Uma análise, mesmo superficial, da atual intelectualidade de esquerda no Brasil talvez indique que uma parte significativa dela sofre de um ou outro dos males da síndrome do manual. Analisando, por exemplo, a ocupação da reitoria da USP por estudantes, com o apoio de muitos professores, em 2009 e que durou 50 dias, alguns concordam que ela teria rompido o hiato de apatia e desmobilização que marca os movimentos sociais brasileiros. No entanto, sustentam que ela foi marcada por um paradoxo. Pretendeu ser revolucionária e desafiar a ordem legal, mas teria lutado por pautas conservadoras e para restabelecer a ordem.
 
Concluem daí que a política tradicional não tem mais capacidade de processar os conflitos sociais, incapacidade que poderia ser chamada de irrelevância da política.
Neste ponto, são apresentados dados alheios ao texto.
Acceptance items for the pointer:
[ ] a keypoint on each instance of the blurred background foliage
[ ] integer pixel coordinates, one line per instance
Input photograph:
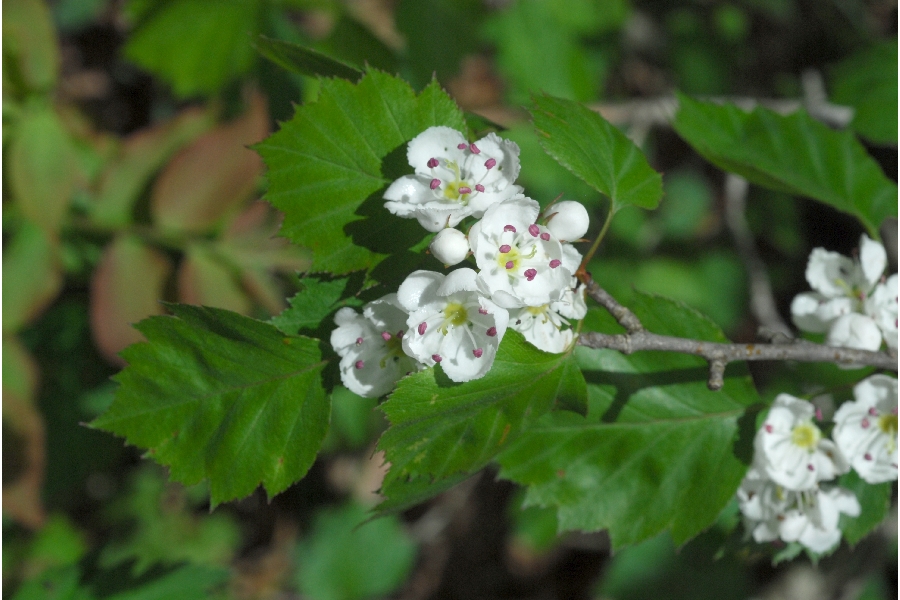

Estaríamos vivendo, então, um momento que não mais entraria nos parâmetros antigos, que teria se caracterizado pelas grandes marchas. O grau de apatia, letargia e neutralização da política teria chegado a tal ponto que reivindicar pequenas coisas conservadoras e apontar os limites das ações do governo já seria uma coisa escandalosa, apesar da novidade de quebrar o silêncio.
 
Mas que novidade isso tem em relação à história dos momentos de refluxo da luta de classes, em que o nível de mobilização parece haver se congelado? Foi por não considerar na devida conta as "operações tartaruga" dos operários, por pequenas coisas conservadoras, como comissões de prevenção de acidentes de trabalho e reposição salarial, durante a apatia e letargia operária dos anos do regime militar, que a esquerda foi incapaz de prever, como deveria, os grandes movimentos de trabalhadores do final dos anos 1970.
 
Como isso não entrava nos parâmetros da luta armada e das grandes manifestações populares, nem em outros modelitos pensados por vários intelectuais, aqueles movimentos "conservadores" na base da sociedade não tinham "relevância política". E nem foram considerados, pelos intelectuais que sofrem da síndrome do manual, como parte do aprendizado econômico e político dos trabalhadores, que os preparou para as grandes jornadas posteriores, decisivas para dar fim à ditadura militar.
 
A avaliação que alguns intelectuais fazem da política educacional do governo Lula, com o ProUni, parece sofrer do mesmo mal. Tal política seria um verdadeiro achado para aqueles países emergentes sem solução, com populações eternamente pobres a serem administradas. Algo como o ProUni permitiria gerir 200 milhões de pessoas sem conflitos, tendo a natureza perversa de conquistar o sonho de vida da maior parte dos jovens pobres, que é o ensino superior.
 
Assim, ao invés de considerar a possibilidade da educação, inclusive a superior, como um instrumento de libertação, capacitando os jovens pobres a analisarem com mais agudeza a realidade em que vivem, a educação seria uma nova forma de dominação. Não passaria de uma hegemonia às avessas, por supostamente capturar o movimento social e levá-lo a uma espécie de eutanásia.
 
Por paradoxal que pareça, esses intelectuais de esquerda consideram que ampliar o acesso de jovens pobres à educação seria uma condução política em sentido inteiramente contrário aos interesses deles. O acerto total dessa política educacional não levaria a lugar algum, porque essa massa de jovens pobres ficará estacionada no lugar, para ser gerida pelas classes dominantes. Em outras palavras, a política educacional do governo Lula estaria errada porque é certa. Eis aonde, em alguns casos, leva a síndrome do manual: ao reacionarismo puro.
 
Não considera que uma grande parte dos jovens pobres é presa da hegemonia dominante justamente porque é ignorante. Dar-lhes educação, ou a capacidade de fazer uma leitura mais precisa da realidade e de seus problemas é uma das maneiras de evitar que fiquem estacionados no lugar. Pode até acontecer que alguns utilizem os conhecimentos para ascender socialmente e negar sua origem social. Também pode acontecer que alguns sejam atacados pela síndrome do manual. Mas a última coisa que pode acontecer à maioria é ficar estacionada no lugar. E isso é muito bom e importante para o futuro da luta social.
 
Wladimir Pomar é escritor e analista político.